La notte tra il 5 e 6 dicembre, prima dell’una, sette operai al lavoro sulla linea 5 vengono investiti da una fuoriuscita di olio bollente, che prende fuoco. I Vigili del fuoco, la cui caserma dista poche centinaia di metri, arrivano quasi subito: è l’1,15. I feriti vengono trasferiti in ospedale. Alle 4 del mattino muore il primo operaio: si chiama Antonio Schiavone, ha 36 anni. Tra il 7 e il 30 dicembre ne muoiono altri sei: Giuseppe Demasi, 26 anni; Angelo Laurino, 43 anni; Roberto Scola, 32 anni; Rocco Marzo, 54 anni; Rosario Rodinò, 26 anni; Bruno Santino, 26 anni. Tra gli operai coinvolti nell’incidente c’è solo un superstite: Antonio Boccuzzi, dipendente Thyssen da 13 anni e sindacalista della Uilm; oggi è deputato del Pd.  L’incendio si sviluppa all’altezza della linea di ricottura e decapaggio. La produzione dell’acciaio sulla linea 5 si svolgeva così: l’acciaio passava attraverso un laminatoio, costituito da alcuni cilindri che lo schiacciavano riducendone l’altezza; poi veniva avvolto in fogli di carta per evitare che si graffiasse e accumulato per poi passare alle fasi di ricottura e decapaggio. La prima fase – il procedimento definito «a freddo», anche se avviene a più di mille gradi – prevede di far passare l’acciaio in un forno e cuocerlo a una temperatura inferiore a quella di fusione. Nella seconda fase l’acciaio cotto viene fatto passare dentro vasche piene di acido per rimuovere le ultime impurità.

L’intero procedimento è considerato ad alto rischio d’incendio. le misure di sicurezza prevedono estintori, sistemi di spegnimento automatico e un particolare addestramento per il personale.

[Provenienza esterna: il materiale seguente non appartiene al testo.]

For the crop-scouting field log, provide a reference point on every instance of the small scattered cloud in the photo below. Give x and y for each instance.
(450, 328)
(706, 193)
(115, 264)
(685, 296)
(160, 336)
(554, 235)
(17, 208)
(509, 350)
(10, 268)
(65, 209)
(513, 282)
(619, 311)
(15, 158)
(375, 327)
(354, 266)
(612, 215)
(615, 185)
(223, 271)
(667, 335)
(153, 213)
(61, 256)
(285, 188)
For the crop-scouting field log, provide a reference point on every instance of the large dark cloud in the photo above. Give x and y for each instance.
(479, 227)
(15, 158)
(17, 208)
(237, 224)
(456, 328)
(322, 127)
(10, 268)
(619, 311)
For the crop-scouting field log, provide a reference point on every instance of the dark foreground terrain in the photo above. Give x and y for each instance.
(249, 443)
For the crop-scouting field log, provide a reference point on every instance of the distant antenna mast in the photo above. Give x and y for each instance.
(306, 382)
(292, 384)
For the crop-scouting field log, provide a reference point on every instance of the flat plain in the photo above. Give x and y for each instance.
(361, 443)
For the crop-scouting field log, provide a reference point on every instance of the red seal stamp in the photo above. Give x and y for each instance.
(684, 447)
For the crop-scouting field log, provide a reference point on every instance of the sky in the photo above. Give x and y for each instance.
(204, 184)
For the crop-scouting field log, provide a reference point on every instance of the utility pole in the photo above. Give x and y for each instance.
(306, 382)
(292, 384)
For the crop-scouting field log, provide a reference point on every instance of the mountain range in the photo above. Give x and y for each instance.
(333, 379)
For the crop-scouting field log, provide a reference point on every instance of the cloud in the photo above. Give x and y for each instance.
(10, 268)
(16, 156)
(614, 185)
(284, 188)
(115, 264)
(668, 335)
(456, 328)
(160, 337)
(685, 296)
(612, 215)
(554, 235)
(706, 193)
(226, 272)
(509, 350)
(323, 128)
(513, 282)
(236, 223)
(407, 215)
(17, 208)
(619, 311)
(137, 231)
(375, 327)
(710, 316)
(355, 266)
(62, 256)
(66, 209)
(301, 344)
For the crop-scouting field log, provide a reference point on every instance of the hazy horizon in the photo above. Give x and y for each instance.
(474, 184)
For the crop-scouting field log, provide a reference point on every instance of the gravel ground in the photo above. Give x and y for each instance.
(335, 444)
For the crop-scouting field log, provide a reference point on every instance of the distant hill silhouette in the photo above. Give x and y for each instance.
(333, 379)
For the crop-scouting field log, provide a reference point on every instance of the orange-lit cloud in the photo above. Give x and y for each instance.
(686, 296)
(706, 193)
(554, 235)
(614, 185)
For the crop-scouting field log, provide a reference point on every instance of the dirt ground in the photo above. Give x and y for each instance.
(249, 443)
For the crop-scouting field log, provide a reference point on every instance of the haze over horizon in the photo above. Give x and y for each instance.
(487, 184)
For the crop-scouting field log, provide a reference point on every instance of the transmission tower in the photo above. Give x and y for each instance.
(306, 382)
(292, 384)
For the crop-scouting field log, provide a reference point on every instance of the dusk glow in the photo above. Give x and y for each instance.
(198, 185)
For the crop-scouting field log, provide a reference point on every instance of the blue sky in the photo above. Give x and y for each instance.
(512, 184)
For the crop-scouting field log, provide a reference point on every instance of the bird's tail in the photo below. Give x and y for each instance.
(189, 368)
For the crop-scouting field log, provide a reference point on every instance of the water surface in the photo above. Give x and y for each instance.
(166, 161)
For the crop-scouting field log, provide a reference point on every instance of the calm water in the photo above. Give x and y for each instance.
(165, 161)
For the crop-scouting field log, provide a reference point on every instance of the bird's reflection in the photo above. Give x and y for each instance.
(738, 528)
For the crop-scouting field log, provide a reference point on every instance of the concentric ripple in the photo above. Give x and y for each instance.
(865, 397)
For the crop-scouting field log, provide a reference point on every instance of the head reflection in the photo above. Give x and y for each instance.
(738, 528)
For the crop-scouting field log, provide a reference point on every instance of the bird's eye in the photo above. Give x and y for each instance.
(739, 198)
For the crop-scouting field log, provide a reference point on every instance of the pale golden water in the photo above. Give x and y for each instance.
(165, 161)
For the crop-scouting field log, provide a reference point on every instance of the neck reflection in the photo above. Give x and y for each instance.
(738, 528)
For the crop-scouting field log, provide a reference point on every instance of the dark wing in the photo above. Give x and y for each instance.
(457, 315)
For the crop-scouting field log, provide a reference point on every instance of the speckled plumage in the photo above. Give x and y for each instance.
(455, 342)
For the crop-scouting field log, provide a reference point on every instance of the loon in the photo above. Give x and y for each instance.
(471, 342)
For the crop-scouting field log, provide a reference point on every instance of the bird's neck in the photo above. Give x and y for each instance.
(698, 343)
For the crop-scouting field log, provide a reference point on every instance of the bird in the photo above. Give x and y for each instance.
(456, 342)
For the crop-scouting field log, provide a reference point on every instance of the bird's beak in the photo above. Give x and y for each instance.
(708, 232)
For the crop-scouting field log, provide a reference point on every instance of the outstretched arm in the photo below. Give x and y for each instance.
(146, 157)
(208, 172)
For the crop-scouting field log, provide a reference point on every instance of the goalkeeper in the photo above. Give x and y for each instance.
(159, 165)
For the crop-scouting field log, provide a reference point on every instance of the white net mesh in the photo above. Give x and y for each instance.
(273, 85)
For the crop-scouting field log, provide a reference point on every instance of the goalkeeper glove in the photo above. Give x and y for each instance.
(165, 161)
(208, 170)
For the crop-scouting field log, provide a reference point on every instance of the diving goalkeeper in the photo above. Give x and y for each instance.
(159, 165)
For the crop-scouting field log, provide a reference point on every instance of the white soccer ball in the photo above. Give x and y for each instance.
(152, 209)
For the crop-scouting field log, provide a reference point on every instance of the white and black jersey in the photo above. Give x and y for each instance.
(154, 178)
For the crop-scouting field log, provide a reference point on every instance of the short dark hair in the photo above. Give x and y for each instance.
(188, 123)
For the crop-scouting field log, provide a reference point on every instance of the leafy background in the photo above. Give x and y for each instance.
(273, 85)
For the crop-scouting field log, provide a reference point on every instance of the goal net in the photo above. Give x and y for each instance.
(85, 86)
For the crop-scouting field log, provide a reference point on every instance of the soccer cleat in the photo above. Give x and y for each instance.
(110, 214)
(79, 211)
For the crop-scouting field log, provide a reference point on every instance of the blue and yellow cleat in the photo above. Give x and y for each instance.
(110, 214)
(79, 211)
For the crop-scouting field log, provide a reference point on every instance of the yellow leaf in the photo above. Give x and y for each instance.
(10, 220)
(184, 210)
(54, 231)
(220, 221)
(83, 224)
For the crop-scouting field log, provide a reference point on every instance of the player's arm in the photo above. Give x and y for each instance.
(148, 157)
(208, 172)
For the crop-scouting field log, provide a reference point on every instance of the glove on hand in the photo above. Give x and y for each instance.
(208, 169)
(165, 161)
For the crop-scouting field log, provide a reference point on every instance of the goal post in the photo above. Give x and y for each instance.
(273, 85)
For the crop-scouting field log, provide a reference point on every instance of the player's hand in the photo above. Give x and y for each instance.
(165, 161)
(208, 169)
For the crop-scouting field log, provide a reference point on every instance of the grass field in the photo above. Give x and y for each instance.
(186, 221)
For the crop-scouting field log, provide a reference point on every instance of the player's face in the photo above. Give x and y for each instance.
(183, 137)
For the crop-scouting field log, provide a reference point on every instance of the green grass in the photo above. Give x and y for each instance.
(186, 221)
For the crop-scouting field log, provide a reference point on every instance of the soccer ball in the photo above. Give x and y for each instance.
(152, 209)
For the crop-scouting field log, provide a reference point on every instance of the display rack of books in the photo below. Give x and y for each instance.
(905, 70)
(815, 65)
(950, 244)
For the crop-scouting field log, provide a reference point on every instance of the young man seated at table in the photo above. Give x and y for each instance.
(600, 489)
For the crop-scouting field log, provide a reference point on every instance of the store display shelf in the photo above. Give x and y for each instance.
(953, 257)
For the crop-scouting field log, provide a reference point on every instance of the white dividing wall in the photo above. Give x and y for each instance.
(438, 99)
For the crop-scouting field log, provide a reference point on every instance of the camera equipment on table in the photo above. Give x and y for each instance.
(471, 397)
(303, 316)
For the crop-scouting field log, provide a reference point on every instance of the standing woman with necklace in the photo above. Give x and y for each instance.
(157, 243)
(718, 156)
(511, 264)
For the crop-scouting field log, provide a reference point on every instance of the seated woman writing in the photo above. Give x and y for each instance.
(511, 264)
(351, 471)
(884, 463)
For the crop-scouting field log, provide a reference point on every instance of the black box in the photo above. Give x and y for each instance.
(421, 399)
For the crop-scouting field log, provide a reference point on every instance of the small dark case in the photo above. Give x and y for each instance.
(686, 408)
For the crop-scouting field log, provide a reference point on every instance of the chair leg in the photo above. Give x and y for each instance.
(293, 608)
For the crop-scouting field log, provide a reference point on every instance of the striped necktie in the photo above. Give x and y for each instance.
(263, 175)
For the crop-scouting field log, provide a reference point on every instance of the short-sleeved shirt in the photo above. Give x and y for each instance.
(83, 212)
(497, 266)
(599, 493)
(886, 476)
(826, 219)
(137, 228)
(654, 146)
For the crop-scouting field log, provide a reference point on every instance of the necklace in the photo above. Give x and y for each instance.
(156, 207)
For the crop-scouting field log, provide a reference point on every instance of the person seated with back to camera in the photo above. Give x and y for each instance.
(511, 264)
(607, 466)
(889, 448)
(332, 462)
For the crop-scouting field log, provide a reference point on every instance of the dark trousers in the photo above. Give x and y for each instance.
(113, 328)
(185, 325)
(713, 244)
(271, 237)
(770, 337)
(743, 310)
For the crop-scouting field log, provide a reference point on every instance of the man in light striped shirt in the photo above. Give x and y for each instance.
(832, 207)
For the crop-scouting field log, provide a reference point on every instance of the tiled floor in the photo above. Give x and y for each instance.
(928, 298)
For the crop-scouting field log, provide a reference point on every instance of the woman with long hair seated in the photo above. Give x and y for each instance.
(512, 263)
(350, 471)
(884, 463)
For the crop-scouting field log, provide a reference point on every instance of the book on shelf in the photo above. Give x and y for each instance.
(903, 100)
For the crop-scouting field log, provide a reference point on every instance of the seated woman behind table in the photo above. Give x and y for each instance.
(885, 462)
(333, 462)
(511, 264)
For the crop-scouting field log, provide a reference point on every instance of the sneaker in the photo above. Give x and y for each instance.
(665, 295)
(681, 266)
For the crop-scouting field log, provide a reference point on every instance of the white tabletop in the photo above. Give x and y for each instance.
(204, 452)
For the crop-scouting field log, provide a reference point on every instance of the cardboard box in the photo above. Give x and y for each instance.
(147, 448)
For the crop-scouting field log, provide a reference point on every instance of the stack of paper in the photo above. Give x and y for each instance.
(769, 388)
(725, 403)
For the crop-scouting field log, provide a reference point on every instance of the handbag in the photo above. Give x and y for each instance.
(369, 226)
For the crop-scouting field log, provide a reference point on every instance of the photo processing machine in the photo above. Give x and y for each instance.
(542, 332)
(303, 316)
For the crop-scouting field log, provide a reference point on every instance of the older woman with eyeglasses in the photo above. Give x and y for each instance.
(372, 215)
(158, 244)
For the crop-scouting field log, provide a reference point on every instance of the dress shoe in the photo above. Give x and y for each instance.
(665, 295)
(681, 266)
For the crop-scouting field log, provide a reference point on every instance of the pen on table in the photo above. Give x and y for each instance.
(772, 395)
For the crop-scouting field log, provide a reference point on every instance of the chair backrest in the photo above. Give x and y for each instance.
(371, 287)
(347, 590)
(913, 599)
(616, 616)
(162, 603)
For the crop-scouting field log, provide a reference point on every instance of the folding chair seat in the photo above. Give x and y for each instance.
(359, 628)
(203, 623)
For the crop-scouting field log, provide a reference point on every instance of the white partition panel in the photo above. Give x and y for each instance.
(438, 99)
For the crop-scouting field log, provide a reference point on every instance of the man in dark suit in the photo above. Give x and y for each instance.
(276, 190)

Per mantenere le lastre lubrificate si utilizza olio combustibile altamente infiammabile, che spesso impregna spesso la carta che avvolge le lastre. Prima del processo di ricottura la carta va eliminata. Il problema - si scoprirà dopo l’incidente - è che la manutenzione scarseggia e spesso i residui di carta si accumulano lungo la linea. Basta una scintilla perché la carta prenda fuoco. Senza contare le frequenti perdite d’olio, che formavano pozzanghere sotto i macchinari. Poche ore prima del rogo si verifica un piccolo incidente. La linea viene fermata. Poi l’impianto riparte. Che cosa succede dopo? Probabilmente da una delle linee che trasportano l’acciaio si scatena una serie di scintille che incendiano la carta oleata accumulata sotto la linea e mai rimossa. Si sviluppa un incendio. Gli operai - che si trovano al sicuro in una cabina protetta da cui seguono la lavorazione - escono per spegnerlo.  Uno di loro, Boccuzzi, si allontana per collegare una manichetta all’idrante che i suoi colleghi impugnano. Ma l’incendio si alimenta delle chiazze di olio, le fiamme si alzano, sfiorano uno dei tubi che portano ad altissima pressione l’olio per lubrificare. Il tubo si rompe e l’olio comincia a fuoriuscire. La pressione crea una pioggia di gocce scagliate ad alta velocità che generano una palla di fuoco che investe tutti gli operai. L’effetto è quello di un gigantesco lanciafiamme. Boccuzzi si salva: in quel momento si trova dietro a un muletto. E Boccuzzi oggi parlamentare e deputato Dem ha detto: «Le richieste della procura sono per noi tutti un fulmine a ciel sereno e lo stesso vale per il rischio che i due imputati tedeschi, che sono poi i principali responsabili del rogo alla Thyssen, possano scontare in Germania una pena dimezzata». «Sarebbe paradossale - ha proseguito Boccuzzi - che l’amministratore delegato di Thyssen, che in primo grado era stato condannato per omicidio volontario, adesso possa ottenere in Germania una pena addirittura inferiore a quella degli altri coimputati italiani». «A fronte di questo rischio - ha concluso - è ancora più profonda la nostra delusione per l’annullamento della sentenza di primo grado».

Lo stabilimento di Torino della ThyssenKrupp non esiste più. È stato chiuso nel marzo del 2008 con un accordo tra la ThyssenKrupp, i sindacati, le istituzioni locali e i ministeri del Lavoro e dello Sviluppo economico, in anticipo sulla data prevista.